Hellmut Kriegel (87) erhält die Auszeichnung für seinen lebenslangen Einsatz für den Arbeiter-Samariter-Bund, dem er seit 1927 angehört. Bis zum Verbot 1933 arbeitete Helmut Kriegel ehrenamtlich in der damaligen Bundesgeschäftsstelle in Chemnitz. Nationalsozialismus, Krieg und Wiedergründungsverbot machten eine weitere Betätigung unmöglich. Erst nach seiner Pensionierung 1975 konnte er während eines Besuches in der Bundesrepublik Deutschland wieder Kontakt zum dortigen, nach 1945 wiedergegründeten Arbeiter-Samariter-Bund aufnehmen. Unermüdlich hat er nach seiner Rückkehr von dieser Reise nach Chemnitz versucht, Dokumente und Unterlagen, die für die Organisation wichtig waren, aufzutreiben und diese - verbotenerweise - dem Arbeiter-Samariter-Bund in der Bundesrepublik übergeben. Darüber hinaus hat er Kontakte zu anderen ehemaligen Mitgliedern und Mitarbeitern aus der Zeit vor 1933 aufgenommen und diese ermutigt, bei ihren _West-Reisen_ ebenfalls mit dem Arbeiter-Samariter-Bund in Verbindung zu treten. Nach der Grenzöffnung war Herr Kriegel - trotz seines Alters - maßgeblich an der Wiedergründung des Ortsverbandes Chemnitz beteiligt. Auch heute noch nimmt Hellmut Kriegel regen Anteil am Verbandsgeschehen des Arbeiter-Samariter-Bundes.
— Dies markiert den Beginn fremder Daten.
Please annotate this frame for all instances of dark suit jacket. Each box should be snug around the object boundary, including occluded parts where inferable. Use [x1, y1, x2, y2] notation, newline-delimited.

Georg Meusel (56) wird ausgezeichnet, weil er sich in besonderem Maße für politisch Andersdenkende in der DDR eingesetzt und Widerstand gegen das politische System der DDR geleistet hat. Georg Meusel war 1973 Mitbegründer des ersten und größten christlichen Friedensseminars in der DDR in Königswalde bei Werdau, das auch heute noch arbeitet. Das Anliegen dieses Seminares war es, die teilweise bis zu 600 Teilnehmer politisch zu informieren, auch durch Kontakte nach Westdeutschland zu sensibilisieren und zum Handeln zu befähigen. Das war offener Widerstand, für den sich der Staatssicherheitsdienst der DDR immer wieder interessierte. Harte Auseinandersetzungen führte Georg Meusel in der Schule seiner Kinder wegen der Teilnahme am Wehrkundeunterricht und des Aufnähers _Schwerter zu Pflugscharen_. Der Publizierungsversuch einer Briefmarke mit dem Symbol eines schwarzen Mannes, der vor einem grünen Globus sein Gewehr zerbricht, gelang ihm beinahe. Er wurde mehrfach vernommen und seine Familie psychisch unter Druck gesetzt. Gegen alle Widerstände, auch gegen kirchliche Vorbehalte, gelang es Meusel, den Martin-Luther-King-Dokumentarfilm in Werdau 1987 zur Aufführung zu bringen. Auf Georg Meusels Initiative hin wurde am 1. Dezember 1989 im Kreis Werdau der erste _Runde Tisch_ in der DDR eingerichtet. An der Herausgabe der ersten von der SED unabhängigen Zeitungen in Sachsen war Georg Meusel maßgeblich beteiligt.